T大学事件(東京地裁平成27年9月25日・労経速2260号13頁)
【事案の概要】
本件は、学校法人であるY社との間で雇用契約を締結し、Y社の設置する大学で准教授又は教授を務めていたXらが、同僚の教員や事務職員に対し、パワハラ行為若しくはこれを助長する行為、又は、これらを隠ぺいする目的で口止め行為をしたこと等を理由に、Y社から停職を内容とする懲戒処分を受けたことから、同処分が無効であるとして、Y社に対し、①同処分の無効確認、②停職とされていた期間の給与の支払い、③停職とされたことを理由とする賞与の減額分の支払、④解嘱されたY大学の入学試験問題出題委員会の委員の地位にあることの確認、⑤④の委員報酬の支払、⑥不当な懲戒処分を受けたことにより精神的苦痛を受けたとして、不法行為に基づく損害賠償金(慰謝料及び弁護士費用)の支払、⑦以上のうち、金銭支払請求については、遅延損害金の支払を、それぞれ求めている事案である。
【裁判所の判断】
懲戒処分は無効
→①、②、③認容
【判例のポイント】
1 X1に対する約2か月の停職についてみると、既に判断したとおり、X1懲戒理由については、G准教授が外面的にはXらとの良好な関係を保っており、その深刻な被害感情に思いが及ばなかったとしてもやむを得ないところがあり、Gの健康状態への影響も客観的には明らかではないことからすると、Gの心情等をX1に理解・自覚させた上で改善を待つなどの機会を与えないまま、いきなり停職という重い処分を科すことの相当性には疑問を持たざるを得ない。なるほど、Y社懲戒規程によれば、懲戒処分には停職よりも重い諭旨・懲戒解雇もあり、X1に対する停職期間も定め得る期間の上限と対比すれば重いものではないという見方も可能である。しかし、停職期間中の給与支払の停止、これに伴う賞与の減額分を合わせると、X1の被る損失は189万3028円にも達するものであり、こうした事情も踏まえるならば、約2か月の停職はX1懲戒理由と均衡を欠いた不相当なものといわざるを得ない。

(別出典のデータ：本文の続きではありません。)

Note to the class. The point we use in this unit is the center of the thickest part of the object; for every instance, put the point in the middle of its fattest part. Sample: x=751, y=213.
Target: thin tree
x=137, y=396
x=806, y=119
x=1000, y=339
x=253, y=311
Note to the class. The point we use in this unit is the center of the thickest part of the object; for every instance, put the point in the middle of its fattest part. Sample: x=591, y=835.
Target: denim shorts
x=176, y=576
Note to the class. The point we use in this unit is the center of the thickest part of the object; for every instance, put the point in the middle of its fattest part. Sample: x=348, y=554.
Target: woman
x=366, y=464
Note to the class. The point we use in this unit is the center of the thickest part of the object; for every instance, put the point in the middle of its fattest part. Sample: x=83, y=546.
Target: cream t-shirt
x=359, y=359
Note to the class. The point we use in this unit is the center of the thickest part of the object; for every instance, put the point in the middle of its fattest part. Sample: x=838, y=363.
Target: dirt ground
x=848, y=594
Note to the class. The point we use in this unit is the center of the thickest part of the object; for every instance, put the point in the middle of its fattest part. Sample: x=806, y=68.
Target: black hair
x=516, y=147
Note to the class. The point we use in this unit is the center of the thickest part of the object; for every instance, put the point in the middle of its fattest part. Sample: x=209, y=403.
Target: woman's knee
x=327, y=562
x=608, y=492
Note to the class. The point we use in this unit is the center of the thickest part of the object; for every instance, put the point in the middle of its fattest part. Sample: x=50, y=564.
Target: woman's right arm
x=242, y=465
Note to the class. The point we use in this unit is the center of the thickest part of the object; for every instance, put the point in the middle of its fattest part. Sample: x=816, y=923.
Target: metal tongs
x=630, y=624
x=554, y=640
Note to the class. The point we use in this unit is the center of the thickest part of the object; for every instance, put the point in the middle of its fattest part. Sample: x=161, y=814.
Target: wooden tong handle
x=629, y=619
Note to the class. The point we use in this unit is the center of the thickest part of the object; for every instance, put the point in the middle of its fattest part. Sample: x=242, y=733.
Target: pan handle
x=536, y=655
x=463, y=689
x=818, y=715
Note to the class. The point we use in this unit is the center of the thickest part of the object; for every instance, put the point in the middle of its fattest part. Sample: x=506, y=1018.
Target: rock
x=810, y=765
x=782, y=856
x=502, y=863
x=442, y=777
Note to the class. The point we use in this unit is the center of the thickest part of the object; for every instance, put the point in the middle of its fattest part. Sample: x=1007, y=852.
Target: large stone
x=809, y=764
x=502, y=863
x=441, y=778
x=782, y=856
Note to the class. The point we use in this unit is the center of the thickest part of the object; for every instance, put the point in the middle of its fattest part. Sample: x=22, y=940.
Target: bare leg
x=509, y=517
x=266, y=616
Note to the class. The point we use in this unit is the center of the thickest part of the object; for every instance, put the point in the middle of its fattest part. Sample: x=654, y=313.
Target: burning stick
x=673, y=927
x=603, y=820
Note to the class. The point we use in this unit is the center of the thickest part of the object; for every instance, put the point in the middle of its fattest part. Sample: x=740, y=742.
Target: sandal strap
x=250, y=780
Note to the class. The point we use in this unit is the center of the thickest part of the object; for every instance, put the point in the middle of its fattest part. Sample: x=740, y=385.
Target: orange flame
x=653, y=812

2 Xらは、本件各処分が不法行為を構成するとして慰謝料等の支払を求めている。しかし、既に判断したところによれば、Xらはそれぞれについて懲戒理由とされた事実のうちの一部が認められ、停職よりも軽い懲戒処分であれば適法かつ有効にすることができたと考えられることからすれば、本件各処分が無効であることを前提として、X1については処分の無効確認、Xらについて停職期間中の給与等の支払が認められることに加えて、Xらに精神的苦痛が発生したものとして慰謝料等の請求を認めるのは相当でない。本件各処分が量定上重すぎることを理由に無効とされたものであることを勘案すると、本件各処分が学内報に掲載され公表されている点も上記結論を左右しないというべきである。
懲戒処分に理由があったとしても、処分が重すぎるということで無効とされています。
処分の相当性の問題は、本当に難しいですね。
裁判になった場合にいかなる判決となるのか、事前に予測することがとても難しいです。
ハラスメントについては、注意喚起のために定期的に研修会を行うことが有効です。顧問弁護士に社内研修会を実施してもらいましょう。